I'm still debating on what to do. Maybe I won't give them a cd and just have them view their pics in a client viewing area and then tell them when they purchase prints, I will give them a cd then. Well, after thinking about that for a second...that would probably just keep them from ordering as many prints...so that's not a great idea I guess.   Blah....decisions.


----------



## raider (Aug 20, 2009)

may not be a total pervert... it's your basic TFCD...depends how old your daughter is.


----------



## mitsugirly (Aug 20, 2009)

What's a tfcd?   He's a wedding photographer...so I don't know at what point he decided to photograph these types of pictures for all the young girls. My daughter is 20 and her friends are give or take a few years. So it's nothing illegal. Just kinda creepy and the girls my daughter knows that went to him for some "sexy" pictures...he pressured them into taking off their clothes and they so regret it. They said he makes them feel really uncomfortable.

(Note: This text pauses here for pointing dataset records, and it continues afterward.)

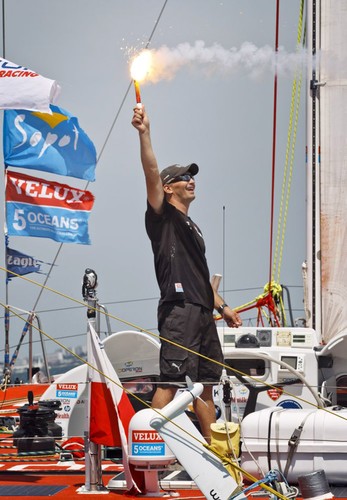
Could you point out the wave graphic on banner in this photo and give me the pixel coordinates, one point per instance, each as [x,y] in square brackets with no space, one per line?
[49,142]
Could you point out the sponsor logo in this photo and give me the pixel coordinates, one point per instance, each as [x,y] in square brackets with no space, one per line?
[67,387]
[148,449]
[146,436]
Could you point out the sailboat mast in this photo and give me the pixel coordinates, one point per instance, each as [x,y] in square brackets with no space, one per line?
[313,161]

So idk.


----------



## HeY iTs ScOTtY (Aug 20, 2009)

i use fototime. i asume its like smugmug. i can water mark albums and put paswords on them, charge certain amounts per album or pic or service, and they can't save your pics to their computer. it has a ton of customization. try it out. i took the watermark off my pics but you can check out my website too. pm me if you have any questions about it.

www.scottandersen.fototime.com


----------



## Big Mike (Aug 20, 2009)

> What's a tfcd?


Time For...CD.  It used to be TFP (Time for Prints).  It's a basic portfolio building agreement between photographers and models, make-up artists, hair dressers etc.  You shoot them, they pose for you...you both get shots for your portfolio, so it's a win-win (usually for those starting out, as established photogs and model would always expect to get paid).  

Yes, it does sound like that other photographer is creepy.  Nobody should be pressuring people to remove their clothes for photos.  Word of mouth spreads fast, so maybe he will earn a bad reputation and that will be his downfall.


----------



## msf (Oct 22, 2009)

Big Mike said:


> > What's a tfcd?
> 
> 
> Time For...CD.  It used to be TFP (Time for Prints).  It's a basic portfolio building agreement between photographers and models, make-up artists, hair dressers etc.  You shoot them, they pose for you...you both get shots for your portfolio, so it's a win-win (usually for those starting out, as established photogs and model would always expect to get paid).



Im interested in hiring some models off of models mayhem to add some photos to my portfolio.  I want to offer TFP, but I dont know how many prints is normal and what size is expected.  I assume 8x10's, and im guessing 3 prints for an hours worth of modeling?

Since they are from MM they may want some pictures for their profile.  Should I offer low res images in addition to the TFP, or offer something like 5 mid sized jpgs instead of tfp?

Thanks for any advice. : D

The pictures I hope to get will be high school senior portrait type pictures.


----------